The news on Tuesday comes after IBM acquired Apptio, a different FinOps business, for $4.3 billion in 2023. Additionally, in prior years, IBM purchased businesses such as application performance monitoring startup Instana and cloud app and network management company Turbonomic. With the acquisition of KubeCost, IBM is now able to further strengthen its IT and FinOps capabilities in response to businesses’ growing need for better management of their increasingly complicated on-premises and cloud infrastructure.

“Since launching in 2019, our mission has been to optimize the world’s infrastructure,” co-founder and CEO of Kubecost Webb Brown stated on the business blog. “We started with Kubernetes cost monitoring, and we’ve proudly become the most widely adopted solution in the cloud native ecosystem. Now, as a result of this merger, we’re poised to accelerate our mission by delivering broader, end-to-end cost management solutions to teams everywhere.”

It’s important to remember that OpenCost, the foundation of Kubecost’s commercial solution, is an open source project that is vendor-neutral and created by Kubecost. OpenCost is one of the sandbox projects of the Cloud Native Computing Foundation, having debuted in 2022.

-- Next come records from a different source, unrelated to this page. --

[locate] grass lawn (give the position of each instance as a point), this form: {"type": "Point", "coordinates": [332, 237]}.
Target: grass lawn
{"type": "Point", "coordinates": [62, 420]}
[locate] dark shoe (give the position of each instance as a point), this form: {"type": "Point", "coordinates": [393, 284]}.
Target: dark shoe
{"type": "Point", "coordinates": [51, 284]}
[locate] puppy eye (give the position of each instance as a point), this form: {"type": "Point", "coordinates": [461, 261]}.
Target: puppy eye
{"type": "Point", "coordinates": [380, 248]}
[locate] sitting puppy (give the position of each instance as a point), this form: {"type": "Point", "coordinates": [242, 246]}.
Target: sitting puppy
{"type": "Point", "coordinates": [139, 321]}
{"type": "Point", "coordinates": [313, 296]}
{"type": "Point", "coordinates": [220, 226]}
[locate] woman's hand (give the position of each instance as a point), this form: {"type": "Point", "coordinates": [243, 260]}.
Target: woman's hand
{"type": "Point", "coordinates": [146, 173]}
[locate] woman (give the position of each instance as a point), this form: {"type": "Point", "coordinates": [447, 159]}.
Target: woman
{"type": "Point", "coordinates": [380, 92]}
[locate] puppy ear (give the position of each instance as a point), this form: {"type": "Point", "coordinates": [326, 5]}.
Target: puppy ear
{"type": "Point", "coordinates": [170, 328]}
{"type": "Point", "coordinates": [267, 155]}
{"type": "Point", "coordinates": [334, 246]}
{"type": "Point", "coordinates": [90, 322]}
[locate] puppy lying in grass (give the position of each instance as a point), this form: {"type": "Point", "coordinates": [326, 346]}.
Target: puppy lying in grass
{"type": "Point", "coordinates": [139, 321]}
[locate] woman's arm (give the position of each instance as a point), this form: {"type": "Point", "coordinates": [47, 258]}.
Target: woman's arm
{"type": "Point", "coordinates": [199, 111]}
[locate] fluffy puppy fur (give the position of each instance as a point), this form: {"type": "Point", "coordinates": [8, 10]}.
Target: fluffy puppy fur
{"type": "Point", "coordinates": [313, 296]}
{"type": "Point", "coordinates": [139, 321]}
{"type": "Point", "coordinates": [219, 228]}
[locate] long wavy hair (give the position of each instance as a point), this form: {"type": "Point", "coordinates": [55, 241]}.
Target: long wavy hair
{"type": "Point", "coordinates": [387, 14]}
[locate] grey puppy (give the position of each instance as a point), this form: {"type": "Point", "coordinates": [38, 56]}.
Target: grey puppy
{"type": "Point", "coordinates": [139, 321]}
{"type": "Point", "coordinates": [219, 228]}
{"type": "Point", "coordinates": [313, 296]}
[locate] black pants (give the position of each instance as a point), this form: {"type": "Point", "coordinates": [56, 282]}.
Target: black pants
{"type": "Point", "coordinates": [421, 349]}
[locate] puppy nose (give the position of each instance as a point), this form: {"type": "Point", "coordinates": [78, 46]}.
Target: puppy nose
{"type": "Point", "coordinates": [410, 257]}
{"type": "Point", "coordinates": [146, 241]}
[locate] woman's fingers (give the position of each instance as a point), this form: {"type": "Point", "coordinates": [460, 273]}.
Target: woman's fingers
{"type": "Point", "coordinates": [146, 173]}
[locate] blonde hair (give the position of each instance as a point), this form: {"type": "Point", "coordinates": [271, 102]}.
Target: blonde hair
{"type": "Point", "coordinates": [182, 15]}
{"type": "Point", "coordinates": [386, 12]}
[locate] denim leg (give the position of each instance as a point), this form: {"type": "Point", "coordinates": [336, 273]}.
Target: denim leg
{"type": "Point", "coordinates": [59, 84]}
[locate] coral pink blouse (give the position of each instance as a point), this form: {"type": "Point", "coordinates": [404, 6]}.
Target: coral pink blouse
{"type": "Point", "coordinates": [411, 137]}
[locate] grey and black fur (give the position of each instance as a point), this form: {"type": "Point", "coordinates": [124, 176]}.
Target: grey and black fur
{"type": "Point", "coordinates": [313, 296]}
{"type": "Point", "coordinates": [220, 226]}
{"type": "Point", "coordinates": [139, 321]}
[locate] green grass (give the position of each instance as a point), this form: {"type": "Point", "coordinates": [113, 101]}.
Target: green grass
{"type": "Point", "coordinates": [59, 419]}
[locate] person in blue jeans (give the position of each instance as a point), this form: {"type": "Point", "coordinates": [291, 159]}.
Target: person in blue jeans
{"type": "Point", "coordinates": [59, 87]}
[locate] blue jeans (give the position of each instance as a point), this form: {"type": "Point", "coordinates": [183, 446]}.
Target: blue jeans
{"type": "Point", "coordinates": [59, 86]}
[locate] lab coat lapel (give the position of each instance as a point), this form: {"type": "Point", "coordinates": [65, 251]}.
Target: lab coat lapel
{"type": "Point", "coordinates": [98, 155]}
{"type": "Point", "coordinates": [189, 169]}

Although Apptio purchased Cloudability in 2019 and Turbonomic, IBM claims that Kubecost will be integrated into its FinOps Suite. However, it wouldn’t be shocking if IBM also further integrated Kubecost/OpenCost into its OpenShift enterprise platform.

The purchase price was kept a secret by the two businesses. In 2022, Kubecost completed a $25 million Series A fundraising round headed by Coatue Management. In 2021, First financing Capital led a $5.5 million seed financing for the startup.